The optionality is quite nice though if you can still get a long vesting grant.
Think about it - if you join Meta today, get a four year grant at say, 125k a year for four years... if it pops 20% by next year, that's "free money". If it doesn't, well, you can probably still go on the open market and get a competing offer.
I've made about 125k per year OVER my target comp working at FAANG in some good years.
And I lost money because AMZN did horribly between my offer letter and each vesting period between 2020-2023.
No I was no more going to keep 25% of my compensation in AMZN after it vested than I would now take the same amount of cash compensation I get now - ie my cash compensation now is the same as cash + RSU I was getting at Amazon.
I talk to my former coworkers at Amazon, they now have a choice between fewer RSUs and more cash. They always choose more cash.
Ok, let's say you were making the standard amazon 160k salary and you got another 100k a year in stock or something.
If by year two, you saw that for the next three years you were getting 75k in stock, you could have (in theory) gone to GCP and snagged an offer for ~160k+100k (your original 'market value').
I mean, obviously it's not quite that simple and we've both been through FAANG interviews and they move slow and all that, but I'm just saying, in theory if your stock value had dropped low enough, you could have started interviewing elsewhere, and if the reverse happens, it's all upside.
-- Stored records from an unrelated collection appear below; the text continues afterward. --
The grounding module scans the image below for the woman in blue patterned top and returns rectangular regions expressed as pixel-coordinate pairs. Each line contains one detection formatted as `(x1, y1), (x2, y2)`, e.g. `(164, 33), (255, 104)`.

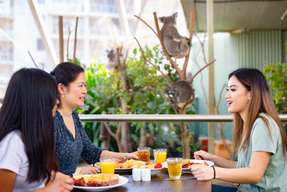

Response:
(51, 62), (137, 175)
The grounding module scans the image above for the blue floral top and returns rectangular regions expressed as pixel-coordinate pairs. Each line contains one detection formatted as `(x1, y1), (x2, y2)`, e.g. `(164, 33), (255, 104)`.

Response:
(54, 112), (102, 175)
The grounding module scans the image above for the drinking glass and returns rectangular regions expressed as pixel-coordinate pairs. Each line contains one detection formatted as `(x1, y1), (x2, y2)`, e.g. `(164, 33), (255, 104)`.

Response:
(137, 147), (150, 162)
(167, 158), (182, 180)
(153, 149), (167, 163)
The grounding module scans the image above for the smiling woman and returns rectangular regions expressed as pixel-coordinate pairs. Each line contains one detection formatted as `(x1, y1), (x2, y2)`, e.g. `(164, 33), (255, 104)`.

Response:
(51, 62), (137, 175)
(192, 68), (287, 192)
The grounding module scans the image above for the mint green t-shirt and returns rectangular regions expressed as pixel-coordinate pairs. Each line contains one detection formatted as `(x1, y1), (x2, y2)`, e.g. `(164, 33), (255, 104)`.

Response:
(237, 114), (287, 192)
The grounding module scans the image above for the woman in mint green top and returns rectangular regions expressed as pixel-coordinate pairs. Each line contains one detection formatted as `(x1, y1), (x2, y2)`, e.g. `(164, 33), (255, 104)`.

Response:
(192, 68), (287, 192)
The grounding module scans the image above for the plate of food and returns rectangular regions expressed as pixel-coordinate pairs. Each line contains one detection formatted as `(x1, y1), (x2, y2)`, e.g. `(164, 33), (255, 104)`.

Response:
(73, 173), (128, 191)
(182, 159), (214, 171)
(115, 159), (163, 173)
Just for context for those who don’t know. Amazon has a back heavy RSU vesting schedule 5/15/40/40 over 4 years did their initial offer with the last two years 20% every 6 months. The first two years are a pro rated signing bonus to make up for the lack of RSUs. Meaning your compensation will equal $250k if the stock stays flat.
But still - I much rather have the same amount guaranteed in cash especially since I think the outsized stock gain days for FAANG are over.
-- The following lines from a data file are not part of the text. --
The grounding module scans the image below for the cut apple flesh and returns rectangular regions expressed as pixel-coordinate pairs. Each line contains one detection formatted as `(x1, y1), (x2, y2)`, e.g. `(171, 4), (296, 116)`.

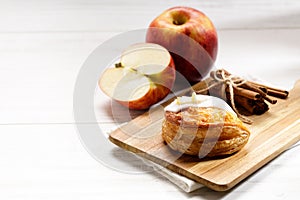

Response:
(100, 68), (150, 101)
(99, 43), (175, 109)
(121, 43), (170, 75)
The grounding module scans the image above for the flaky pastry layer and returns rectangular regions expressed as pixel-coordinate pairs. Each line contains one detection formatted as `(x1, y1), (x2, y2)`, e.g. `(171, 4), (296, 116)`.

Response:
(162, 107), (250, 157)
But you’re right, it’s a lot harder to go from one BigTech company than the other for most software developers (I think???).
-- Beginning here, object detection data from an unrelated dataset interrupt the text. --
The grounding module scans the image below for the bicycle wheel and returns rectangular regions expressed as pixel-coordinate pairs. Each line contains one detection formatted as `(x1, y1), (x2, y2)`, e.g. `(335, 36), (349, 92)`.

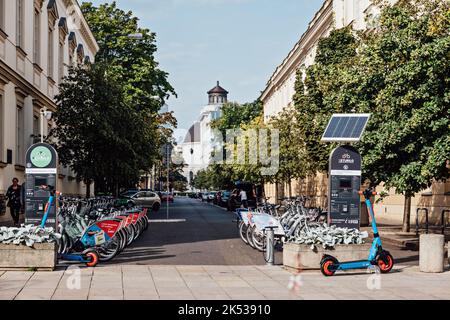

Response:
(97, 237), (120, 262)
(239, 221), (248, 244)
(118, 229), (128, 252)
(57, 233), (68, 254)
(252, 228), (266, 252)
(133, 221), (142, 241)
(246, 226), (256, 249)
(127, 224), (135, 246)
Now to be completely transparent with a fact that wasn’t relevant at first but it is with that last statement I made, I have no idea how hard it is to get a software engineering position at Google after coming from Amazon. I do know it’s fairly strait forward to go from AWS ProServe to GCP’s equivalent from what I’ve seen. It’s almost an open door if you’re any good. I just don’t do BigTech or any in office job any more.
And less risk. I knew my equity in a public company was immediately liquid when it vested and I sold it all and diversified as soon as it did.
Now that I make the same amount in cash as I did in cash + RSUs at BigTech, it’s not like I’m going to take 25% of my compensation and put it one stock.